Thirty-seven MD patients (42 ± 12 years, BMI: 23 ± 4 kg/m , 59% females) and 37 matched controls were included. Handgrip strength was moderate, inversely related to fat mass index in both MD patients and controls, whereas it correlated with fat-free mass index in controls solely. Protein intake was associated with muscle strength (handgrip strength and 30SCT) in MD patients but not in controls. Twenty-seven MD patients (73%) were malnourished, and 5 (14%) were classified as sarcopenic.

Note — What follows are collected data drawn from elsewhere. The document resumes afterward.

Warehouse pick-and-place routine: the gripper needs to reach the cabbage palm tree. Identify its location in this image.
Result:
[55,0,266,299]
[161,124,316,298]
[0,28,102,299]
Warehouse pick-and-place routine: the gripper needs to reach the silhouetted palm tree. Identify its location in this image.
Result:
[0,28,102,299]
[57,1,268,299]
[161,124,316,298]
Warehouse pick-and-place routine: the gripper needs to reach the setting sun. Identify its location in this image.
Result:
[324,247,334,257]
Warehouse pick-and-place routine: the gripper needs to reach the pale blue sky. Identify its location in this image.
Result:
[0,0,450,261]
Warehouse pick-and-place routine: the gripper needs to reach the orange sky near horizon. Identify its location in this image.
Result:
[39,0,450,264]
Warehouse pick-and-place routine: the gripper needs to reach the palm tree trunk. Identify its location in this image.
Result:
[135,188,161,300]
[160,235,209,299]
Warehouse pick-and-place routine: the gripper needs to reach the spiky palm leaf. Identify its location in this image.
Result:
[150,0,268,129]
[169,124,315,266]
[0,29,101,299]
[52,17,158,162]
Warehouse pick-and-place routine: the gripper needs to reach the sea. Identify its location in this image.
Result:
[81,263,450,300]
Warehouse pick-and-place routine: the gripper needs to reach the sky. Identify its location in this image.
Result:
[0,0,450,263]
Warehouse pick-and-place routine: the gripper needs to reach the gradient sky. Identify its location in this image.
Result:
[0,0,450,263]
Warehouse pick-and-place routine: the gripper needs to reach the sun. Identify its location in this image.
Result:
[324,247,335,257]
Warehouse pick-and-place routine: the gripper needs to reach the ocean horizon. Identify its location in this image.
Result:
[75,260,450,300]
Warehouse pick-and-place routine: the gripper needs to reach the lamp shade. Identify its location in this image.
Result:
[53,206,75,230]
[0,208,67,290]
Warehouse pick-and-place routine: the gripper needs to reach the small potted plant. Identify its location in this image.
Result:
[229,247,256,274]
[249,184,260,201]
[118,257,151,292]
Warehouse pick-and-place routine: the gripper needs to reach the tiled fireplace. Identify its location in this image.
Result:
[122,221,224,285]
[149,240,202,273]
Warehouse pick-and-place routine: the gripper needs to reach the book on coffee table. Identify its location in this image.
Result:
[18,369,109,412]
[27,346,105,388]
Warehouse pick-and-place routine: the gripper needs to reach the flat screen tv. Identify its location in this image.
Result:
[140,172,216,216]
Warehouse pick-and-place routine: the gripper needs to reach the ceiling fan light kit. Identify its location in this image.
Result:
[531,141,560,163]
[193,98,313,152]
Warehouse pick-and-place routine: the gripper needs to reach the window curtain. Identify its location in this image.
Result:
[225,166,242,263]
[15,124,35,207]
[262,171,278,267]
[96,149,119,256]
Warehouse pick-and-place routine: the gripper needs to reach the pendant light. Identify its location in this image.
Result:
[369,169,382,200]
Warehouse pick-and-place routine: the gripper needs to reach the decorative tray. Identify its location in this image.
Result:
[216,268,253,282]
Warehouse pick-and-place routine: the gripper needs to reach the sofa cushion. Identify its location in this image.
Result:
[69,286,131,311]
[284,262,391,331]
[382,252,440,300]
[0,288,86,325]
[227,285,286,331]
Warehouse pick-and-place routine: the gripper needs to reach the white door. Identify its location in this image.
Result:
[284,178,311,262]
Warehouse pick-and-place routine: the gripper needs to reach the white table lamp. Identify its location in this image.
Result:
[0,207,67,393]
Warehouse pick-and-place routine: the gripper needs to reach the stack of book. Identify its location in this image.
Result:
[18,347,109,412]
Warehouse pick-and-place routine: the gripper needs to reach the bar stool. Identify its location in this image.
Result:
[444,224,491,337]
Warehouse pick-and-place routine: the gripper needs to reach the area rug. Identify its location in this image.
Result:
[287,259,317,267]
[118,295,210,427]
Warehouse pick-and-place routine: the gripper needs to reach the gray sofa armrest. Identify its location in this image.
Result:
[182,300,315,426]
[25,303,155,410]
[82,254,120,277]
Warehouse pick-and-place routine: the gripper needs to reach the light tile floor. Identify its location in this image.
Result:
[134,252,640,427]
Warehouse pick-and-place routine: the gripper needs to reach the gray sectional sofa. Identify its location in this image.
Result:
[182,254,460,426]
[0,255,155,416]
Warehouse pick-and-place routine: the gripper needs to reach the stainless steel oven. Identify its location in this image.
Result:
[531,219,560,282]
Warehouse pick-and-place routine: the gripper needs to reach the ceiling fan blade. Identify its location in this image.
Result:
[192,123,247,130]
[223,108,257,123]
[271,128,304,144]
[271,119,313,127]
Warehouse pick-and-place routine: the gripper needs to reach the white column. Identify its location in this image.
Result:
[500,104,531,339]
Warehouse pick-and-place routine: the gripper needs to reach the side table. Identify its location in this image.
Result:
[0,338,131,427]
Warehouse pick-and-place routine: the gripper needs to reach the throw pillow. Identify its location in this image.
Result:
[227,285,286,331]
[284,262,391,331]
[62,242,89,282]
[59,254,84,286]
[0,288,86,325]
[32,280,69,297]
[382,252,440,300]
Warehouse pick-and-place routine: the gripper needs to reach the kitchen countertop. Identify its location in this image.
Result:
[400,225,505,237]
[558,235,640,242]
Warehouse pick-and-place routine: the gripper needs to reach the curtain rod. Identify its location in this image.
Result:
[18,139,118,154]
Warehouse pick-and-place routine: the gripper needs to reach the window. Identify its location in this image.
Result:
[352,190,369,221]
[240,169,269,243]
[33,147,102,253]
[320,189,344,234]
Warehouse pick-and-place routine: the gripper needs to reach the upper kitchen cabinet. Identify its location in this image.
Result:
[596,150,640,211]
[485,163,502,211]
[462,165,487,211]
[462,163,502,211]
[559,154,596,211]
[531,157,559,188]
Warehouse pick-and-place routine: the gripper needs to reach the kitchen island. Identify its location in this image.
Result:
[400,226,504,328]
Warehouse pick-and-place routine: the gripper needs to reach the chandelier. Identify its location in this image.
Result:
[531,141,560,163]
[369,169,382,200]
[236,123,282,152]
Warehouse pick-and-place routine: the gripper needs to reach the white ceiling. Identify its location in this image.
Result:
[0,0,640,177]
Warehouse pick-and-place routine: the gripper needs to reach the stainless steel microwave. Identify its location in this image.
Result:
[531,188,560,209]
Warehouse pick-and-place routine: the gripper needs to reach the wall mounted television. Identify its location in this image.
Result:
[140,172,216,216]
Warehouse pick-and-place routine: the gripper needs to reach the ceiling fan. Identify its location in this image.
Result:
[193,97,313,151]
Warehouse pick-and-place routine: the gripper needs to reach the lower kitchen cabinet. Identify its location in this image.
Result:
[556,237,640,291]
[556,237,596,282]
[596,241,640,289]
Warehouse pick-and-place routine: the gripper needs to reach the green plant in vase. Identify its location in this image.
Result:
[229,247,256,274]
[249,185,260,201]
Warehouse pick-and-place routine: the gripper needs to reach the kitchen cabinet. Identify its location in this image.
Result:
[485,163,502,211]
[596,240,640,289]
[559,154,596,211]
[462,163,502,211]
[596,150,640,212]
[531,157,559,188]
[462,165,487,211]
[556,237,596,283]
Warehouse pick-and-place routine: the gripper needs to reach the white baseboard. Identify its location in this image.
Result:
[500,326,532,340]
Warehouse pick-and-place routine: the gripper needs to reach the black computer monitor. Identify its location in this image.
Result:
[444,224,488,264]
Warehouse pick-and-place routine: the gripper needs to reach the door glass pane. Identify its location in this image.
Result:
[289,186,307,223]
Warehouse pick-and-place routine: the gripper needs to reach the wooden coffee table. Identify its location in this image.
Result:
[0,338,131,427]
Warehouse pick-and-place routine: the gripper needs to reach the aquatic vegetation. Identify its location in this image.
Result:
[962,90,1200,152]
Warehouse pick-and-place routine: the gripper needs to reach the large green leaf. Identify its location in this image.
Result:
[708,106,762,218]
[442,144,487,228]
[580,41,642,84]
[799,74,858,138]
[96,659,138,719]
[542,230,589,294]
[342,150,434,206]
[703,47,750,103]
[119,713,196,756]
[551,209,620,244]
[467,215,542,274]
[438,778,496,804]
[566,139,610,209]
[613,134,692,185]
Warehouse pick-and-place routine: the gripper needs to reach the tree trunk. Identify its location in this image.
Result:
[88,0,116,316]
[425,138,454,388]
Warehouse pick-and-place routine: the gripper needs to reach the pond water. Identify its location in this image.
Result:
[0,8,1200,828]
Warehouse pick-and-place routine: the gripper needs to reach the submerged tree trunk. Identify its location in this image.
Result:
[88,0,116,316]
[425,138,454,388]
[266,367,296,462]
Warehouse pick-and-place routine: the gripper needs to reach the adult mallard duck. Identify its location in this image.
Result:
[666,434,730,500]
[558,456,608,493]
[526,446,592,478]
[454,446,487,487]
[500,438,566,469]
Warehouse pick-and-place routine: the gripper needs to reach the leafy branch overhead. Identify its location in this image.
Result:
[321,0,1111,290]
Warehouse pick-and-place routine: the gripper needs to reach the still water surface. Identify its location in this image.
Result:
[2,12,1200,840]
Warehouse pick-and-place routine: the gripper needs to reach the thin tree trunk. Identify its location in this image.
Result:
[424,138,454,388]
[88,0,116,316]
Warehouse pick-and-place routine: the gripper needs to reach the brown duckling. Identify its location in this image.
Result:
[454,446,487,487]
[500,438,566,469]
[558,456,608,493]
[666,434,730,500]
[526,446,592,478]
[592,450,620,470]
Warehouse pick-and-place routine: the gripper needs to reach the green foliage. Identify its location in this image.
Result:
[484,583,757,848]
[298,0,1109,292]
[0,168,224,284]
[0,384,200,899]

Muscle strength is related to body composition and protein intake in MD patients. This, in combination with the high incidence of both malnutrition and sarcopenia, warrants individual nutrition assessment in MD patients.
在营养状况的背景下,需要阐明线粒体疾病(MD)患者身体功能下降是否与身体成分改变或蛋白质摄入低有关。
在这项 2 个地点的横断面研究中,将 MD 患者与对照组按年龄、体重指数(BMI)和性别进行匹配。通过双能 X 射线吸收法评估身体成分。通过握力、6 分钟步行试验、30 秒坐站试验(30SCT)和 6 分钟咀嚼试验测量身体功能。通过 3 天的食物记录计算每日总蛋白质摄入量。通过患者生成的主观整体评估和全球营养不良倡议(GLIM)标准评估营养不良,通过 2018 年共识评估肌少症。使用独立样本 t 检验、Fisher 精确检验以及 Spearman 和 Pearson 相关系数分析数据。
纳入 37 名 MD 患者(42±12 岁,BMI:23±4kg/m ,59%女性)和 37 名匹配的对照组。握力适中,与 MD 患者和对照组的脂肪量指数呈负相关,而仅与对照组的去脂体重指数相关。蛋白质摄入量与 MD 患者的肌肉力量(握力和 30SCT)相关,但与对照组无关。27 名 MD 患者(73%)存在营养不良,5 名(14%)被归类为肌少症。
肌肉力量与 MD 患者的身体成分和蛋白质摄入量有关。这与营养不良和肌少症的高发生率相结合,需要对 MD 患者进行个体化营养评估。